My task: <describe the whole job in one or two sentences>
Answer these, then recommend the lowest rung that works:
1. Can I draw the full flowchart of steps in advance? (yes / no)
2. Does the number of steps depend on what intermediate results come back? (yes / no)
3. Does the model need to react to one step's output to decide the next? (yes / no)
4. If a step is wrong, is the damage cheap to catch and undo? (yes / no)
Rule: if Q1 is yes, build the flowchart (a workflow or a single call), not an agent.
Only recommend an agent loop when Q2 and Q3 are both yes — the path genuinely
cannot be known ahead of time. If you recommend a loop, state the single stop
condition that ends it and a hard max-iteration cap. Do not pad a one-shot task
into a loop because a loop sounds more capable.The block forces the decision that the excitement of agents tends to skip. The first question is the filter that catches most over-escalations on its own. The last line is the one that keeps a loop honest, because an agent you build without naming its stop condition and its cap is the runaway failure waiting to happen.
Worked example
IllustrativeIllustrative. A constructed exchange to show the pattern, not a real session.
Take a partnerships task that genuinely needs a loop. You want a shortlist of partner candidates that fit a profile, with a personalized first-draft email for each, and you cannot script it ahead of time because which candidates clear the bar, and which contact at each one is right, depends on what the research turns up. So the path is unknown, and a loop earns its place.
You: Find three partner candidates matching this profile, score them on real evidence, pick the right contact at each, and draft an opener. Goal: three evidence-backed drafts. Stop when you have three, or after twelve actions.
Agent: Searching for candidates against the profile... found six.
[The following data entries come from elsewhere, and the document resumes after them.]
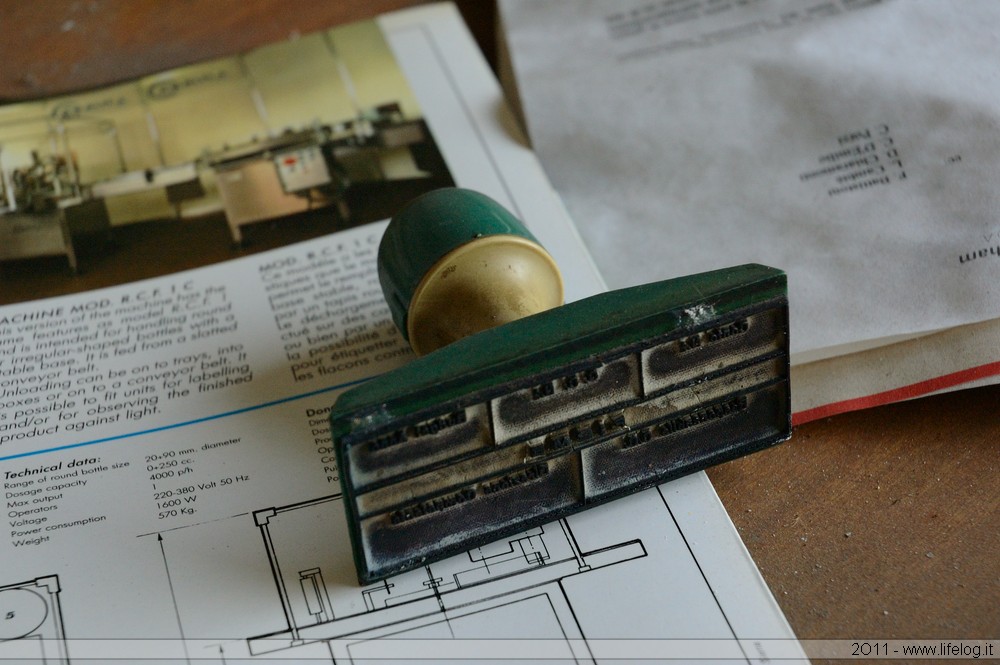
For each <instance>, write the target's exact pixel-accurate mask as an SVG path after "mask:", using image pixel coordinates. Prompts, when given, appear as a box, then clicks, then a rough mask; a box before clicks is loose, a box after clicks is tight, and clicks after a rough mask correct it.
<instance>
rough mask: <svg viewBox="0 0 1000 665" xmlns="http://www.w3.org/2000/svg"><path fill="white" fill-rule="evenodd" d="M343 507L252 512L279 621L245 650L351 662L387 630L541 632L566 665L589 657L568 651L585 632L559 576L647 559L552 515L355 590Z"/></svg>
mask: <svg viewBox="0 0 1000 665" xmlns="http://www.w3.org/2000/svg"><path fill="white" fill-rule="evenodd" d="M342 513H343V507H342V504H341V497H340V495H339V494H338V495H332V496H327V497H323V498H320V499H316V500H313V501H307V502H303V503H298V504H293V505H289V506H284V507H281V508H269V509H265V510H259V511H256V512H255V513H254V519H255V521H256V524H257V526H258V527H259V529H260V532H261V535H262V537H263V540H264V547H265V549H266V551H267V556H268V559H269V562H270V565H271V571H272V574H273V576H274V582H275V585H276V588H277V591H278V598H279V602H280V604H281V608H282V611H283V613H284V617H285V625H284V626H282V627H281V628H280V629H278V630H275V631H274V632H271V633H267V634H263V635H258V636H255V637H250V638H249V639H248V640H247V646H248V648H249V652H250V654H252V655H261V654H266V653H274V652H277V651H280V650H284V649H293V648H299V647H303V646H305V645H309V644H312V645H315V644H317V643H326V645H327V648H328V649H329V652H330V655H331V659H332V660H333V661H335V662H353V661H354V660H356V659H361V658H364V657H365V653H366V648H367V646H369V645H371V644H372V642H371V641H372V640H374V639H377V638H380V637H386V636H390V635H391V636H395V637H409V638H428V637H432V638H474V637H477V638H478V637H492V638H497V639H503V638H513V637H520V638H524V637H537V638H540V639H543V638H544V639H552V638H556V639H560V638H561V639H564V640H566V651H565V653H566V656H565V658H566V661H567V662H593V658H592V657H591V656H590V654H589V653H583V654H581V653H574V651H573V649H574V648H576V649H579V644H580V643H582V640H583V635H582V633H581V630H580V627H579V626H578V624H577V621H576V619H575V617H574V613H573V610H572V608H571V606H570V602H569V599H568V597H567V596H566V593H565V591H564V589H563V587H562V584H561V581H562V580H563V579H564V578H567V577H569V576H572V575H579V574H581V573H586V572H588V571H591V570H596V569H599V568H603V567H606V566H610V565H614V564H618V563H622V562H626V561H629V560H633V559H638V558H642V557H645V556H646V555H647V552H646V549H645V546H644V545H643V543H642V542H641V541H640V540H637V539H636V540H629V541H625V542H619V543H613V544H609V545H606V546H603V547H601V548H600V549H597V550H592V551H581V549H580V547H579V545H578V544H577V539H576V537H575V536H574V534H573V532H572V530H571V528H570V526H569V524H568V522H567V521H566V520H558V521H556V522H553V523H551V524H548V525H545V526H543V527H536V528H534V529H531V530H529V531H526V532H524V533H521V534H518V535H516V536H512V537H509V538H506V539H503V540H499V541H497V542H495V543H491V544H490V545H488V546H484V547H478V548H475V549H473V550H470V551H469V552H467V553H465V554H464V555H459V556H455V557H452V558H450V559H446V560H444V561H439V562H435V563H433V564H430V565H428V566H425V567H423V568H421V569H416V570H412V571H409V572H407V573H403V574H401V575H397V576H396V577H392V578H389V579H387V580H383V581H381V582H378V583H374V584H370V585H368V586H363V587H359V586H358V585H357V582H356V579H357V577H356V573H355V571H354V566H353V559H352V554H351V548H350V543H349V540H348V536H347V533H346V526H345V525H344V520H343V514H342ZM483 585H490V586H489V587H488V588H484V587H483ZM501 627H502V630H503V631H505V633H506V634H496V631H497V630H501Z"/></svg>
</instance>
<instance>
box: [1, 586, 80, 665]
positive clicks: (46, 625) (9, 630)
mask: <svg viewBox="0 0 1000 665" xmlns="http://www.w3.org/2000/svg"><path fill="white" fill-rule="evenodd" d="M60 591H61V589H60V586H59V577H58V575H49V576H46V577H37V578H35V579H33V580H30V581H27V582H19V583H16V584H8V585H3V586H0V660H2V659H3V652H4V649H3V645H4V643H5V642H9V643H13V642H15V641H16V642H18V644H17V647H18V653H23V647H24V645H25V644H28V645H30V651H31V656H32V661H31V662H35V663H44V664H45V665H49V664H52V665H68V663H69V656H68V654H67V649H66V635H65V632H64V629H63V616H62V606H61V605H60V603H59V593H60Z"/></svg>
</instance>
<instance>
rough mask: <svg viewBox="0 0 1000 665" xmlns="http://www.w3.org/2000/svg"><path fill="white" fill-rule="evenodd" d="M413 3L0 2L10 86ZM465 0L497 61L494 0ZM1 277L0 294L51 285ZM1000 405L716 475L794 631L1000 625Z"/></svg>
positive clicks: (369, 14)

Scoring each on its public footprint... two score low on fit, dropping them. Four remain. For candidate 1, the right contact for this ask is the head of partnerships, not the founder. Finding the address... drafting an opener grounded in their recent ecosystem move... saving state to file. Candidate 2 next...
The loop is visible in the trace. Search is the act, the six results are the observation, dropping the two weak fits is the decision, and the whole thing repeats per candidate.
The state-to-file step matters more than it looks. By writing each finished draft out as it goes rather than holding everything in the window, the agent can resume from where it stopped instead of losing the run if it hits a cap or a crash mid-way. That is the same instinct as the iteration cap, applied to memory instead of time.
Notice what would have happened if this were summarizing one document instead. There is no second step that depends on the first, nothing the model has to react to, so the loop would only add latency and a chance to wander. What earns the loop here has nothing to do with the partnerships subject. Questions two and three both came back yes, and the stop condition was nameable before the first action ran. That structure is what justifies a loop, and it is exactly what a one-document summary lacks.